Example #1: In the flesh-golem cave, a flesh golem chunks Imoen. But Imoen is essential to the deep structure of the game up until at least mid-way through Shadows of Amn. I reload and pretend, as far as the narrative is concerned, that nothing ever happened.
Example #2: In the gnoll fortress, Minsc chunks Dynaheir while flailing about in "berserker" mode. But in Shadows of Amn, Irenicus is responsible for Dynaheir's death - an important detail worth preserving in the narrative. I reload and pretend, as far as the narrative is concerned, that nothing ever happened.
Example #3: During a battle with the ogre magi under Baldur's Gate, a stray lighting bolt chunks Safana. But Safana makes minor appearances in both Siege of Dragonspear and BGII. I bite the bullet and let her die forever, writing her death into the BGI narrative and reshaping the SoD and BGII narratives so as to omit her appearances therein.
Example #4: During the hunt for the bandit camp, a bandit in Peldvale chunks Imoen. I reload, win the fight without Imoen dying, and temporarily drop her from the party. In the narrative, I spin a yarn about how two bandits abducted her in the chaos of the melee and are holding her hostage at the bandit camp. This narrative decision will, in turn, impact how I approach the bandit camp in-game (e.g., No full frontal assault! Otherwise, they will kill Imoen!). When the dust settles at the bandit camp, I add Imoen back to my party.

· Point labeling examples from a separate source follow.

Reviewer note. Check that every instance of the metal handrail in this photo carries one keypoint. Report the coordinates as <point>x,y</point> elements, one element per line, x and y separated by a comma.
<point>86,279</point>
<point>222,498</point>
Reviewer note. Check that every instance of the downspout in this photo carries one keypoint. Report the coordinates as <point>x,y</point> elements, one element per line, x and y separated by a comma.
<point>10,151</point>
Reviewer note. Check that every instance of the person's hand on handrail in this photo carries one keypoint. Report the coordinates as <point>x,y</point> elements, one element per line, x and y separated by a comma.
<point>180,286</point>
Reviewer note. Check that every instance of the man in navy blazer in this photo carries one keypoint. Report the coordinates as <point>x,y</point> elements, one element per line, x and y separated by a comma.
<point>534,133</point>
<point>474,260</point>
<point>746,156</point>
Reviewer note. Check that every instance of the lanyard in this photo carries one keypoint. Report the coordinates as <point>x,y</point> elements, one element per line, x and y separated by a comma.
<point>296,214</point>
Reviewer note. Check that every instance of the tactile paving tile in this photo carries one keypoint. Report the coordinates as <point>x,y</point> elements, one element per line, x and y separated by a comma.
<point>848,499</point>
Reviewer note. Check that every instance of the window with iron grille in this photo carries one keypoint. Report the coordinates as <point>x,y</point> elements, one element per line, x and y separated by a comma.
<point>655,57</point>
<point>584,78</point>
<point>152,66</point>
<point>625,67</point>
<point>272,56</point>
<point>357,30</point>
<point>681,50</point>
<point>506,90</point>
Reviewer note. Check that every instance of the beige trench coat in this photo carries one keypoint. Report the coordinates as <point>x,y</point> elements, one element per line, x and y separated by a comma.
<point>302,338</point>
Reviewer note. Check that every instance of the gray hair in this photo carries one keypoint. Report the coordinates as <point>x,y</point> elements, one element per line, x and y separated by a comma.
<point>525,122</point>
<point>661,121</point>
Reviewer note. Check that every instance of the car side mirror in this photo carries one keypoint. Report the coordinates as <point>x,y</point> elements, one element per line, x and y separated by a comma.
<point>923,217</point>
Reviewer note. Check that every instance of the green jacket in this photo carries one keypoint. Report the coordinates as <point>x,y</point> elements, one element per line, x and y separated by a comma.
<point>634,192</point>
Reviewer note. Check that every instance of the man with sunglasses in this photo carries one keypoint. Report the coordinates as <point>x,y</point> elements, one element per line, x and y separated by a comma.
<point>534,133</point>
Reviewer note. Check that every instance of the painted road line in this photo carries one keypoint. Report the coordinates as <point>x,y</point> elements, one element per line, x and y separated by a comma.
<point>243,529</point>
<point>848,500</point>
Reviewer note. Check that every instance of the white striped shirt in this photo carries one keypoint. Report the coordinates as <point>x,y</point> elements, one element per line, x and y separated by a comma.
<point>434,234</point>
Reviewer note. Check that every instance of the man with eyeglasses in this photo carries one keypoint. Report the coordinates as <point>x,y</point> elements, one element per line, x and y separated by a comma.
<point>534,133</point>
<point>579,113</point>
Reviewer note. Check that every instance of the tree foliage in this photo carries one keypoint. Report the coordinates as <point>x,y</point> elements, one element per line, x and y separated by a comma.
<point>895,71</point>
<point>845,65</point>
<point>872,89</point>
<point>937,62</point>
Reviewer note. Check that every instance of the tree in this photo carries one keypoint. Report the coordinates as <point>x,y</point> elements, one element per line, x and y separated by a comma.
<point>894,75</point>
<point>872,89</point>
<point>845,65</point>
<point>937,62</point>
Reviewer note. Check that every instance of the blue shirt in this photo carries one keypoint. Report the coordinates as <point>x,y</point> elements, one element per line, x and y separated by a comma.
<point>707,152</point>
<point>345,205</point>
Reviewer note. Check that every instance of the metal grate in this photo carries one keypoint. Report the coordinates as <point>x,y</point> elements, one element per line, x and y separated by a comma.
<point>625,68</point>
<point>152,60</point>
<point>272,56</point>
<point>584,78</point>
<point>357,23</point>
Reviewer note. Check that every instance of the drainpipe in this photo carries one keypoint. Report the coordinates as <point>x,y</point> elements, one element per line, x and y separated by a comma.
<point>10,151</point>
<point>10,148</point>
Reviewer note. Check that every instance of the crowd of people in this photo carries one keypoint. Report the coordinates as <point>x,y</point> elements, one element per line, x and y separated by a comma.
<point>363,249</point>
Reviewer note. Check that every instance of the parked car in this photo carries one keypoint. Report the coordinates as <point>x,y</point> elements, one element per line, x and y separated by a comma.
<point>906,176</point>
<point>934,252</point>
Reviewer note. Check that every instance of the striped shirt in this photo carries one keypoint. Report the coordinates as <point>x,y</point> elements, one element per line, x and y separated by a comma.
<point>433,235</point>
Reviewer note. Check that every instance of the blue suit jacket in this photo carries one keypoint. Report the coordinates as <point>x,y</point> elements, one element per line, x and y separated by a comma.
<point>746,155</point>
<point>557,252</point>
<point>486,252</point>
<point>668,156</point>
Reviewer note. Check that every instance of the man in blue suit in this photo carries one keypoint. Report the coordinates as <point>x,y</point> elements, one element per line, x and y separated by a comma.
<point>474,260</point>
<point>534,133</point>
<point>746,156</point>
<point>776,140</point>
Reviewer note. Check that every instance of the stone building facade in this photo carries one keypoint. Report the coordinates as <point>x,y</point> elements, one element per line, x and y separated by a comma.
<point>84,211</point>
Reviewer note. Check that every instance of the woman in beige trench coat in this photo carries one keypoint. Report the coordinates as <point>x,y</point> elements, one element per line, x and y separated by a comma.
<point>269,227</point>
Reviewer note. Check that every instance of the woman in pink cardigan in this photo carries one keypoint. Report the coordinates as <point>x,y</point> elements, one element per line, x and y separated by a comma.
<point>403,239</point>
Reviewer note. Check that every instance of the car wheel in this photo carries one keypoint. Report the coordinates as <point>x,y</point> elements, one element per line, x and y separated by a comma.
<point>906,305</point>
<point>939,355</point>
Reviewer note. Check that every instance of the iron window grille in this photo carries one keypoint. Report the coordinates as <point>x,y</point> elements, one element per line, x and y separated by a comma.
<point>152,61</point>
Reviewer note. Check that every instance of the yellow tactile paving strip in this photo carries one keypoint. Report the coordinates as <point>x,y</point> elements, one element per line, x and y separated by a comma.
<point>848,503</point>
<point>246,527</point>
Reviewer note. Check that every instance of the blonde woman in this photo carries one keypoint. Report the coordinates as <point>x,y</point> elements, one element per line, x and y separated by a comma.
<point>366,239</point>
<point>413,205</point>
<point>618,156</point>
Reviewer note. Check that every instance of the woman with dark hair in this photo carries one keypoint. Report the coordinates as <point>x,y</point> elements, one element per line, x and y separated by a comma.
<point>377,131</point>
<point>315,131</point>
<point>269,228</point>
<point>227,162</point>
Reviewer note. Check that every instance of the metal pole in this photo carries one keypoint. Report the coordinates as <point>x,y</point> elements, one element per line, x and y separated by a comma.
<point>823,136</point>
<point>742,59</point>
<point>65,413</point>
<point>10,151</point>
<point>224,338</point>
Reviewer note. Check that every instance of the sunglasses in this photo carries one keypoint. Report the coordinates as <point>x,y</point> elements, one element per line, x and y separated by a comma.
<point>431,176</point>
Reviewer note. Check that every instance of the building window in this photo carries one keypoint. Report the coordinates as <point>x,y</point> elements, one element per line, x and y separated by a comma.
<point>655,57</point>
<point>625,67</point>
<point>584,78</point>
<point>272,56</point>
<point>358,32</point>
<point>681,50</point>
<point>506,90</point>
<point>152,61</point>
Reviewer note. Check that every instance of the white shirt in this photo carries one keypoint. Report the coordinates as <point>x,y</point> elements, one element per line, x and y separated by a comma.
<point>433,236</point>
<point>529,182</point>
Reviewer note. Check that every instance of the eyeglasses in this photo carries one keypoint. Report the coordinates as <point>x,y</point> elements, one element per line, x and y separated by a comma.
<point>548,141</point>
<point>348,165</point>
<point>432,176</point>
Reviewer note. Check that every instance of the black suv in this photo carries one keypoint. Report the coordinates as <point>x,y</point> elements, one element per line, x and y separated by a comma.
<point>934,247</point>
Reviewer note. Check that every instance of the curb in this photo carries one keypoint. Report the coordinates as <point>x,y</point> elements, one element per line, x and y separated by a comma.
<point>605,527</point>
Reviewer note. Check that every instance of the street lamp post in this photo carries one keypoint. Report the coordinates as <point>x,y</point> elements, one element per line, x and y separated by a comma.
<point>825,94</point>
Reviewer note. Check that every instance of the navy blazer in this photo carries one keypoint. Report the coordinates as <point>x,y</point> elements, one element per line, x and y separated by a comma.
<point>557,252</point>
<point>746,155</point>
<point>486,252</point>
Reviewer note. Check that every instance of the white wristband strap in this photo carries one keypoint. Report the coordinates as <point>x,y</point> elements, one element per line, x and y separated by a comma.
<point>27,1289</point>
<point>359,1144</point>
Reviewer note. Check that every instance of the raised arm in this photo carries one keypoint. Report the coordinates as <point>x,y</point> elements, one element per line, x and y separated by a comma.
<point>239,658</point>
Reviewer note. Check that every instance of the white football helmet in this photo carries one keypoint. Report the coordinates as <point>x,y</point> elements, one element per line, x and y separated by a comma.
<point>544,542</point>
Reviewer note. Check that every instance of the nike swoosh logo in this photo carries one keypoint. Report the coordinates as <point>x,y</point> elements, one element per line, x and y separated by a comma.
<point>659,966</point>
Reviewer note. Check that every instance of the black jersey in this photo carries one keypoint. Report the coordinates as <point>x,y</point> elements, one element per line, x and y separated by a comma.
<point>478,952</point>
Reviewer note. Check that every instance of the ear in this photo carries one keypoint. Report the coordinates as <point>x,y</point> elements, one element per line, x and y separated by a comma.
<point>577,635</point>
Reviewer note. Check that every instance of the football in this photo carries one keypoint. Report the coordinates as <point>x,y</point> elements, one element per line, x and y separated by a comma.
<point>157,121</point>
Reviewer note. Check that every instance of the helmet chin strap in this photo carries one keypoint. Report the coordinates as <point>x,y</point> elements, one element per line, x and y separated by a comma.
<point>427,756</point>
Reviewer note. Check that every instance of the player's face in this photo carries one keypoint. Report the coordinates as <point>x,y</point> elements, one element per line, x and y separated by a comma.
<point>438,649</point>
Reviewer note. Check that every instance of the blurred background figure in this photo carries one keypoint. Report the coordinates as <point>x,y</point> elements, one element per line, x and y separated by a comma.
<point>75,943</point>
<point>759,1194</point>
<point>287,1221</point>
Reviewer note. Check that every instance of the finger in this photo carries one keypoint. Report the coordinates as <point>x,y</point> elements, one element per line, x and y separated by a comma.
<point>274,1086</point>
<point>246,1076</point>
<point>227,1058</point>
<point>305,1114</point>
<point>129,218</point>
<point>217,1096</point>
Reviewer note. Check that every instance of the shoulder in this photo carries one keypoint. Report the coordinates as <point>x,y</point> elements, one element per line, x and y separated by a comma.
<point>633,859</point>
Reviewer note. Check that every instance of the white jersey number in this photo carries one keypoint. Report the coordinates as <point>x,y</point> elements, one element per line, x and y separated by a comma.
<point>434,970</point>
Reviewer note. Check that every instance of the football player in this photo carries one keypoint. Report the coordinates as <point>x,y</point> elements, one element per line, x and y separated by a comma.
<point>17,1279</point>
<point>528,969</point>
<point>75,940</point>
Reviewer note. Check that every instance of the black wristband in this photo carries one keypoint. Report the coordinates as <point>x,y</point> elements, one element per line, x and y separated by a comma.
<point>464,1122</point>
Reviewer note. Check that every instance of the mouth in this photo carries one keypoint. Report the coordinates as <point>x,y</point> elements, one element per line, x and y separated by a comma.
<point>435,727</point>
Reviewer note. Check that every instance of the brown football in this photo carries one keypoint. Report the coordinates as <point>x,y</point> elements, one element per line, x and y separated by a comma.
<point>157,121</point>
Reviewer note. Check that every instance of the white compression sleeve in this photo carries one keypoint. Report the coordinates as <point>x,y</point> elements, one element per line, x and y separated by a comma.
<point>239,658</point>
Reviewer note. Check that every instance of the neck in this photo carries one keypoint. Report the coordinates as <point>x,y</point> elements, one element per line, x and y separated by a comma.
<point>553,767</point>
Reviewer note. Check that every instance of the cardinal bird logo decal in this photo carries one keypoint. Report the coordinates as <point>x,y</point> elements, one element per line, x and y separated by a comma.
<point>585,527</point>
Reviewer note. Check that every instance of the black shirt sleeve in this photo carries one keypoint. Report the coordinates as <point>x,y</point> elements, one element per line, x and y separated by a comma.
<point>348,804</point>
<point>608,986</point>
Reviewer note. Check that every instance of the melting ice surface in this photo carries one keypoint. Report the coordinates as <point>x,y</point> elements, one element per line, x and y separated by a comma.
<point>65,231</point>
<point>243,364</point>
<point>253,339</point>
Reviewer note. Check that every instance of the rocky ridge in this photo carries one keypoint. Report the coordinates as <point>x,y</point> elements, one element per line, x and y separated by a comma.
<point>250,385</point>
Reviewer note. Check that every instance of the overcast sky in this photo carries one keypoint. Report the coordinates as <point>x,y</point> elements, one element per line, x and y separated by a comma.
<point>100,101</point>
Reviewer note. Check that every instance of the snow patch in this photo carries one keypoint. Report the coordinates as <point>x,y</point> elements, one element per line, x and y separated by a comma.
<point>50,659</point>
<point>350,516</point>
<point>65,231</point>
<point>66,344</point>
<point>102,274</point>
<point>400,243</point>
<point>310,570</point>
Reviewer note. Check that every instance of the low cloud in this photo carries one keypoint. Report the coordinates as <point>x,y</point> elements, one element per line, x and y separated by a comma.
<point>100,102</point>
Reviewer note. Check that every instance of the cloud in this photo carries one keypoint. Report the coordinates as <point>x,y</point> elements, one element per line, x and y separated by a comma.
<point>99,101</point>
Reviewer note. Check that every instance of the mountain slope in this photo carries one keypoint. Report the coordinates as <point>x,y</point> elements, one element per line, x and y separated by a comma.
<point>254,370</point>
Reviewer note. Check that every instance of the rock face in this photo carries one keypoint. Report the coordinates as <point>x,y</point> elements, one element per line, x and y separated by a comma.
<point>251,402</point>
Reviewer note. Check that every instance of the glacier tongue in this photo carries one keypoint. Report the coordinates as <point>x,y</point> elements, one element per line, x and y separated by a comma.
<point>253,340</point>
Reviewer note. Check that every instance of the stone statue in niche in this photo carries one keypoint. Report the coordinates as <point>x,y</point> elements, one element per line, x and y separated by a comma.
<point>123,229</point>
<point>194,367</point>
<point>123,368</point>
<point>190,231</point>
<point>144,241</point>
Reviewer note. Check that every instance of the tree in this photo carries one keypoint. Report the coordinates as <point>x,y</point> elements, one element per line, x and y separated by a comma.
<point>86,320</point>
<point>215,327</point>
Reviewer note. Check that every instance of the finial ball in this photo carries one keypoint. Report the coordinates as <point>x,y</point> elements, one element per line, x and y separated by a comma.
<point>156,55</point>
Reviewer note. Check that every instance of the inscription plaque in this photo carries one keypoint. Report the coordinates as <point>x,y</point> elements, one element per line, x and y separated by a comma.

Example #5: In the crypts of Candlekeep, a fireball trap chunks Kivan. Although Kivan has no "hardcoded" role in the in-game story, I have developed his character intensively in my narrative. I bite the bullet and write his death into the narrative. Everyone has their time, and the dice have spoken!
As mentioned, on this approach some characters will be a lot more vulnerable than others, but hopefully it also builds in enough uncertainty that you - the reader - are never *exactly* certain how any given character will come out of a particular encounter.
I know it's not neat - but I think it'll be a lot of fun! Hope that helps
First of all, three cheers for the five new faces on this thread! @BelgarathMTH, @Aerakar, @Gusinda, @Skatan, @Zaghoul, thank you so much for reading and for taking the time to show your support! The expressed interest of the community is, I think, what will sustain me over the long haul.
I know I usually post a new installment on Mondays, but as per my earlier Note, today’s installment is suspended to make space for any additional discussion arising out of the Prologue. If there is anything anyone feels inclined to share, this time and space is for you! Otherwise, sit tight: Chapter 1 opens this Wednesday
And of course, if you decide to post about the exploits of your ruthless and cunning (or not so cunning, as the case may be) assassins on this subforum, I will be sure to check it out. Cheers!
Throughout this Chapter, I will intermittently post screenshots in spoiler windows, so that you can match up the narrative with real in-game action, or just enjoy a pretty picture. If so inclined, I may subtitle some of these screenshots with out-of-character commentary.
Also, for those who are interested, I am playing an unmodded game on Core difficulty (except w/ max HP gain on level up for Ausar - sorry, old instincts die hard).
Finally, not sure if you are following this thread, but thanks for stopping by @Aerie - hope your own playthrough is going well!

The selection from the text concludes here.